Modern European hydrogen ballooning is safe.
Falling vertically from an apogee of120 kilometres, our design and simulation software says that we need at least 1.0 square metres of drag area for every 45 kilos of spacecraft mass to keep the re-entry gees below five.
As the cockpit rotates, it will cause sideways lift forces. The airbrakes on the upper and lower surfaces can be moved independently to aerodynamically counterbalance this lift force to prevent the craft pinwheeling.
General post-re-entry steering is done by electrically-actuated elevons on the wingtip fins. The pilot shall then be flying ‘VFR’ (visual flight rules) which means he has to steer clear of cloud and fog. Turbulator strips on the leading edges of the wings counter the effects of flying at really high altitudes (low Reynolds numbers) which can otherwise cause the airflow over the upper surface of the wing to separate.
To allow the pilot to get the best view when in Space, small compressed-gas ‘RCS’ thrusters at the nose and wingtips jet him into the correct orientation.
For landing, there are one or more stainless steel skids/skis mounted on shock-absorbers.
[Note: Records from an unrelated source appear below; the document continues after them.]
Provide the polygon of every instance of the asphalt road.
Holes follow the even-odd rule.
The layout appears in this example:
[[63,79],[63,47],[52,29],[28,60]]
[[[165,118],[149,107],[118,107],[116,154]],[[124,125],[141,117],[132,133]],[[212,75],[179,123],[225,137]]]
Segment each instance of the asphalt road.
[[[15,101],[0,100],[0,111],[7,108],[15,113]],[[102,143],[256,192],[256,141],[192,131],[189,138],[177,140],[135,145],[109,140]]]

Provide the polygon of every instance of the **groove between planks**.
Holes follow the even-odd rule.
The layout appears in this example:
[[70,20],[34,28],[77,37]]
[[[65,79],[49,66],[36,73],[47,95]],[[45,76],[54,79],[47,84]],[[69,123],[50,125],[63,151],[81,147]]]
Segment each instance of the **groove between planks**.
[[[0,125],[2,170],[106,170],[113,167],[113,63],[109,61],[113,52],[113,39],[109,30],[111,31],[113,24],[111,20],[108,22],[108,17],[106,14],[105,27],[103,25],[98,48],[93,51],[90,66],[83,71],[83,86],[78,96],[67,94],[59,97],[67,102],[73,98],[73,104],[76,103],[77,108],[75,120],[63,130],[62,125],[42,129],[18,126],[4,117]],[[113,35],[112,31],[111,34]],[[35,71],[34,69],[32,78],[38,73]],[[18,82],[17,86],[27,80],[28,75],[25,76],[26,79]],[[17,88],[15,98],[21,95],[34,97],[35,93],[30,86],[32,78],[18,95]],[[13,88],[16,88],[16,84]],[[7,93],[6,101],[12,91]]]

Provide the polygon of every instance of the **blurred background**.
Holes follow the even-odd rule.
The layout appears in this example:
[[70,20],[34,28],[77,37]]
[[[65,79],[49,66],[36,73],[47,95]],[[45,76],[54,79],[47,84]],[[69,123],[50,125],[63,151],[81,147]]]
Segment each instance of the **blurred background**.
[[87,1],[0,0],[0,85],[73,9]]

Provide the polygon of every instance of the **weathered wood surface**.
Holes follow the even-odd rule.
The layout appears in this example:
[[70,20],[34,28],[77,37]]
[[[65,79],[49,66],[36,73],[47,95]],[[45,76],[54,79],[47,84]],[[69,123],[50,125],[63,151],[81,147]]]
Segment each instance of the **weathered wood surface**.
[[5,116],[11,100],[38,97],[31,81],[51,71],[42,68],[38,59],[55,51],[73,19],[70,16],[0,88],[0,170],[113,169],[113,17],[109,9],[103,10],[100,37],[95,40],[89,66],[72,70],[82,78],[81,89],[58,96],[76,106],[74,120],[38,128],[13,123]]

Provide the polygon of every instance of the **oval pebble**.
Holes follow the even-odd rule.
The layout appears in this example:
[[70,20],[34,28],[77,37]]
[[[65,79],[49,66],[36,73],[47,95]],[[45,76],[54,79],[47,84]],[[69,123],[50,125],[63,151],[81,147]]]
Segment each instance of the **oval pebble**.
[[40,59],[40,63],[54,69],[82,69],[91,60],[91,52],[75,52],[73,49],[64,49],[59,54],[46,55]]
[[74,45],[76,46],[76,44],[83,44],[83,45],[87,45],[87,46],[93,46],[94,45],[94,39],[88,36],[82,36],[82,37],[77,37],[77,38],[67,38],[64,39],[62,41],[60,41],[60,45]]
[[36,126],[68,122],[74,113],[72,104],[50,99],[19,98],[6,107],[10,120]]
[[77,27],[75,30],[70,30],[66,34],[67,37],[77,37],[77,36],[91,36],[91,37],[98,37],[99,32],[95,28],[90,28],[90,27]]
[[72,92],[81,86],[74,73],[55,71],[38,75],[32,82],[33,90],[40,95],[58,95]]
Tyres could melt, and there’s no need to take off again.
This picture shows the Spacedare on the way up to Space. Our pilot is lying inside the lozenge-shaped capsule lying flat on his back looking skyward, as a not very large rocket (shown in yellow) pushes the craft from below. The wings are vertical underneath the pilot, hitting the airflow at the angle of attack that generates no lift force (zero degrees, as we chose a symmetrical aerofoil).
The metal bar-like thing above the yellow nitrous oxide tank is a linear aerospike, which is a device that significantly reduces the aerodynamic drag on the tank and cockpit at supersonic airspeeds.
Here are the nitrous hybrid engine parameters:
Vacuum Specific impulse = 270 seconds
Launch altitude = 35 Kilometres
Apogee = 120 Kilometres
Gravity loss = 0.49 km/s
Drag loss = negligible
delta-V required = 1.77 Km/s = Mass ratio of 1.8
Total Impulse requirement =844 kNs (T-class)
Upon leaving the atmosphere, the yellow engine splits from the yellow tank to free the glider, and both are recovered by parachute.
On the way down to Earth, an electric motor slowly rotates the cockpit 180 degrees about the pilot’s middle so that he is still facing skyward. But the wings are now above him.
Now the drag of the sideways cockpit is a help rather than a hindrance, its area adds much useful drag.
There are many shapes of supersonic parachutes. Rocketeer Charles Pooley described the use of big airbrakes (barn-doors across the airflow) to slow a spacecraft, based on the X15 airbrakes.
Four large airbrakes deploy using electric motors to create lots more drag during re-entry, and to make the craft auto-stable like a shuttlecock: the pilot doesn’t need to touch the controls, instead he just lies back and takes the five gees.
The underside of the cockpit has a heatshield employing a high-temperature spray-on ablator.
Post-re-entry: At subsonic speed, the cockpit rotates 90 degrees so that the wings and pilot are both aligned (he’s now lying on his stomach in a harness), and the craft becomes a simple delta-wing glider which gently descends to Earth to land on a beach or grass runway.
The glider would be fibreglass and carbon-fibre with high-temperature resin. A sandwich construction with a honeycomb core.
With this acreage of ‘parachute’, re-entry is performed very high up in the atmosphere (re-entry will be finished well before descending into busy airspace), so although the craft will come in at Mach 3.3, the spacecraft will only feel as if it’s flying at 117 knots at sea level, which will soon settle down to a leisurely glide home at 55 knots as if at sea level.
A rocket-powered test vehicle was launched to test the concept at subsonic airspeeds: launches and ascents were stable with no oscillations despite the draggy capsule, and the Spacedare separated from its booster at altitude and descended in a stable manner.